Littérature française

A la ligne, feuillets d’usine – Joseph Ponthus

Premier roman social, original et fort, mais également récit intime et personnel, tout ce que j’aime dans la littérature.

Un livre qui sort de l’ordinaire, tant sur le fond que la forme, et qui pourtant évoque le quotidien de nombres d’ouvriers. Pas de phrase ici mais des vers en prose. Aucune ponctuation. De fait, un vrai rythme de lecture, des messages courts scandés, comme un long cri de révolte mais aussi et surtout un chant d’amour et de vie.

L’auteur, éducateur spécialisé sans travail et exilé en Bretagne par amour, se retrouve intérimaire dans l’agro alimentaire et enchaine les missions dans les usines de conservation de crevettes et autre fabrication de poisson pané et ensuite dans un abattoir.

Il nous offre son regard décalé sur ce milieu abrutissant. Il raconte le quotidien de l’usine : les longues heures travaillées, les trois-huit, les tâches physiquement éreintantes, la répétition des mêmes gestes, la douleur physique, le froid, les pauses clope, les échanges maigres.

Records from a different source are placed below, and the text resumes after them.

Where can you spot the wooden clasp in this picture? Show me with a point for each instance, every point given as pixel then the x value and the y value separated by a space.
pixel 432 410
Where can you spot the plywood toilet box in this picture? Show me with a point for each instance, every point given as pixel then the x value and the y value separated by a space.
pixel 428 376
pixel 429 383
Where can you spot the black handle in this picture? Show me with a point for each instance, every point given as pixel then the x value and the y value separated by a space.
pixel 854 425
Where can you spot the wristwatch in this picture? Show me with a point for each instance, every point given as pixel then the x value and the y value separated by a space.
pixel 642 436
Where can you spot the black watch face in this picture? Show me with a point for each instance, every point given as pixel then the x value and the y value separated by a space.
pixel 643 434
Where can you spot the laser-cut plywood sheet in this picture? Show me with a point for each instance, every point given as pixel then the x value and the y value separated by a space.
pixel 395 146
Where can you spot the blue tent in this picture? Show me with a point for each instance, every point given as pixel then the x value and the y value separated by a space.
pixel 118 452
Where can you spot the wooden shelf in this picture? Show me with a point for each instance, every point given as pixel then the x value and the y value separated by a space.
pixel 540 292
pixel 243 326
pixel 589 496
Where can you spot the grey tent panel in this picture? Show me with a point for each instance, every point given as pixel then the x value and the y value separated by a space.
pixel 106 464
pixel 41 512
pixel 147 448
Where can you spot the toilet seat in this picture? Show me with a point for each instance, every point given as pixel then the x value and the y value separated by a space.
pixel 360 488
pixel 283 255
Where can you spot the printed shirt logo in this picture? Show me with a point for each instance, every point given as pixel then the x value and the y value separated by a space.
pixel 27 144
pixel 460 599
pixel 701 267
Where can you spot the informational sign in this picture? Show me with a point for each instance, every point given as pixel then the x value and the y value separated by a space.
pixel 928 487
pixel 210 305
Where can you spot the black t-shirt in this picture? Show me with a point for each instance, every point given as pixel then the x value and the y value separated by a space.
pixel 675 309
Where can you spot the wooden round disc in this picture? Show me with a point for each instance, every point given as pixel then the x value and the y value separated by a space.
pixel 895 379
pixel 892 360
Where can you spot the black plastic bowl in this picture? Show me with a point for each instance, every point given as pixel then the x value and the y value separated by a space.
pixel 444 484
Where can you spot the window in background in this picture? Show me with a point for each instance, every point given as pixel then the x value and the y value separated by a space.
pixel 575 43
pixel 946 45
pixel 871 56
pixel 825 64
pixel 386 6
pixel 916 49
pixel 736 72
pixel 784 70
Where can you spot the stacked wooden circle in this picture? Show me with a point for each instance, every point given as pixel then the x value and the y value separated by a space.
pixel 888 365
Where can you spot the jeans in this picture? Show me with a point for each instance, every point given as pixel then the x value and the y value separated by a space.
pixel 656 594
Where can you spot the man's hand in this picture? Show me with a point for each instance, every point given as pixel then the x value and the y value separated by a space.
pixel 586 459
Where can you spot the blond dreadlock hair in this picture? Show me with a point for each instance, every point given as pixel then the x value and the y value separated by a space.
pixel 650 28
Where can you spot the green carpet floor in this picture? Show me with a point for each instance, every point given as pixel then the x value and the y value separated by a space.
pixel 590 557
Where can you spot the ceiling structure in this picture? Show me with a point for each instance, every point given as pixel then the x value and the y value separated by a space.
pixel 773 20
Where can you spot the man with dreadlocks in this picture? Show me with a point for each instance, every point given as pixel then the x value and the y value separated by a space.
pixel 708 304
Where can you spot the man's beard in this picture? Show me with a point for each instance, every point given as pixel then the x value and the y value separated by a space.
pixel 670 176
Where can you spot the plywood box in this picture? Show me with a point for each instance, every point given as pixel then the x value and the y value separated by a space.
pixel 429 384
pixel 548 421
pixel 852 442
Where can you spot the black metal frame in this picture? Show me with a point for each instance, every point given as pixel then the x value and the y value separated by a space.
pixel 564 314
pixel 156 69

Et au milieu, la musique, les chansons, les mots des écrivains qui le font tenir, le texte est ainsi émaillé de références.

Et les moments de répits, de repos, à la maison, avec son chien. Il raconte aussi pourquoi il continue, en quoi cela représente pour lui une étape incontournable dans son parcours. Et ce qui le fait tenir, ses choix, son amour pour sa femme.

Sans jugement, il rend hommage à tous ces hommes et femmes qui subissent des conditions de vie abominables, sans broncher.

Ce livre nous donne à voir ce qui se passe à l’intérieur des usines d’agro-alimentaires et des abattoirs, de quoi dégouter de consommer de la viande ou tout autre produit transformé… Mais cela n’est pas le sujet du livre, l’auteur nous livre une description détaillée de la réalité du quotidien et de la condition des ouvriers de ce milieu. C’est aussi et surtout sa propre histoire, son parcours d’intellectuel qui interroge, son regard décalé, plein d’humour un brin désespéré.

Ce texte en devient incroyablement touchant, juste et terriblement humain.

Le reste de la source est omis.